Um Mundo Escuro

Tempos atrás, o jornalista J. R. Guzzo publicou um artigo na revista Veja intitulado “Um mundo escuro”. Chamava nossa atenção para o perigo dos grupos que pretendem controlar a sociedade, impondo crenças que são só deles. Depois escreveu que “uma das atividades que mais crescem no mundo de hoje é a que se propõe a controlar as atividades dos outros – um lobby tão forte quanto qualquer dos que existem e, por isso mesmo, tão perturbador como todos eles”.

Também perturbador, a meu ver, é o fato de que certas crenças conquistam com facilidade parte da opinião pública, que não exerce seu espírito crítico para saber que está diante de raciocínios aparentemente lógicos, construídos sobre premissas falsas. O Whatsapp é um forte instrumento neste campo, com os seus posts mal explicados e fora de contexto, às vezes completamente mentirosos.
Temos pela frente a Epidemia do Bem e a Ditadura do Bem, dois movimentos voltados para o bem, podendo atingir resultados diametralmente opostos. É importante refletir sobre eles para não fazermos abordagens equivocadas.
Uma “epidemia” é um “ponto de desequilíbrio” (Malcolm Gladwell, Ed. Rocco). É quando um novo conceito se espalha exponencialmente, da mesma forma que a sociedade passou a restringir o hábito de fumar em recintos públicos, incentivou as viagens para a Disneyworld, adotou os shopping centers, voltou-se para o culto ao corpo, e assim por diante.

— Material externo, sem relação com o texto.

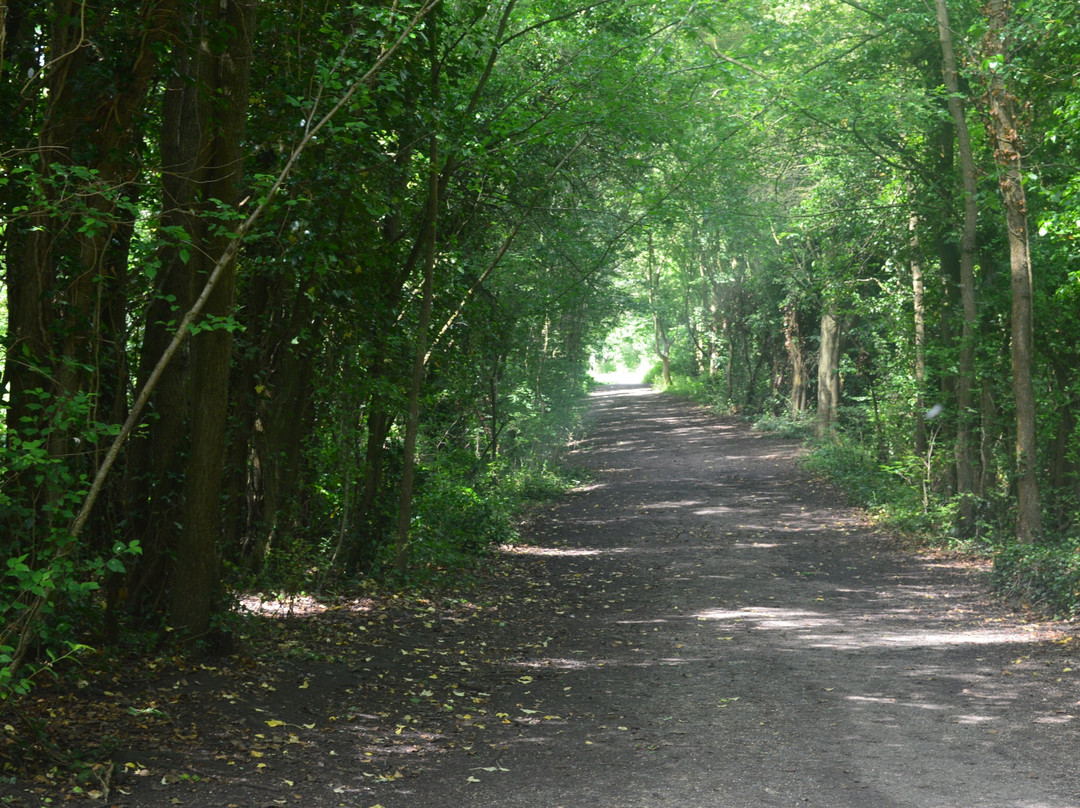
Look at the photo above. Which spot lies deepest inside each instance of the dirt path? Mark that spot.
(700, 625)
(744, 642)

A epidemia do bem se apresenta na necessidade de viver de acordo com os melhores conceitos éticos e ecológicos, e está crescendo. Centenas de empresas adotaram a sustentabilidade em suas práticas e em sua comunicação. As cartas dos leitores dos jornais e revistas, bem como uma infinidade de posts na internet e alguns protestos realizados nas ruas refletem uma preocupação crescente com a ética, ou uma indignação com a falta de ética. É uma epidemia, mais ou menos forte aqui e ali, mas ainda não totalmente disseminada.
O problema é a ditadura do bem, que nasce da intolerância com as diferenças e procura regular as relações sociais através dos seus valores únicos. Tem ditador para criar leis e regulamentos contra ou a favor de tudo: bullying, cor da pele, homofobia, gênero, alimentação e consumo de produtos, convicções políticas, prestação de serviços e de mídia. Os ditadores que, diga-se de passagem, nem sempre concordam entre si, têm a preocupação de regular o comportamento humano em todos os aspectos. Em nome do bem, estão sempre à procura de desmoralizar ou de impor proibições, limites, multas, ações na justiça.

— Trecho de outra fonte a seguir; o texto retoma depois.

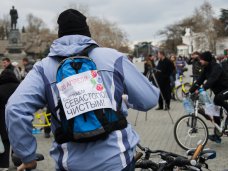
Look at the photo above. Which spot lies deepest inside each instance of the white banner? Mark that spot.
(83, 92)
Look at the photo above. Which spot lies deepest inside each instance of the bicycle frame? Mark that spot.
(220, 127)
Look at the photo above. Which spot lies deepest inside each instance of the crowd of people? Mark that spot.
(37, 90)
(207, 72)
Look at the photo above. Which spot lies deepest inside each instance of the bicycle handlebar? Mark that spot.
(171, 160)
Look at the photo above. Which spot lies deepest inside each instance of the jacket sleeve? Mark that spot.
(213, 77)
(142, 94)
(26, 100)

Eu e muitos outros nos preocupamos com todas essas questões, mas do ponto de vista da valorização da diversidade, inclusive quanto à liberdade de expressão e de escolha. Somos publicitários, nossa missão é propagar ideias, criar novas ideias, inovar. E, desde que a ética seja preservada, não queremos limitações. Acreditamos que a sociedade inteligente também não queira.
Que fique registrado aqui um altissonante NÃO aos controladores, limitadores, reguladores, castradores da pluralidade social e intelectual. É também um convite à reflexão. Afinal de contas, qual será o resultado decorrente de certas propostas que pretendem construir um mundo melhor, porém amparadas em falsas premissas?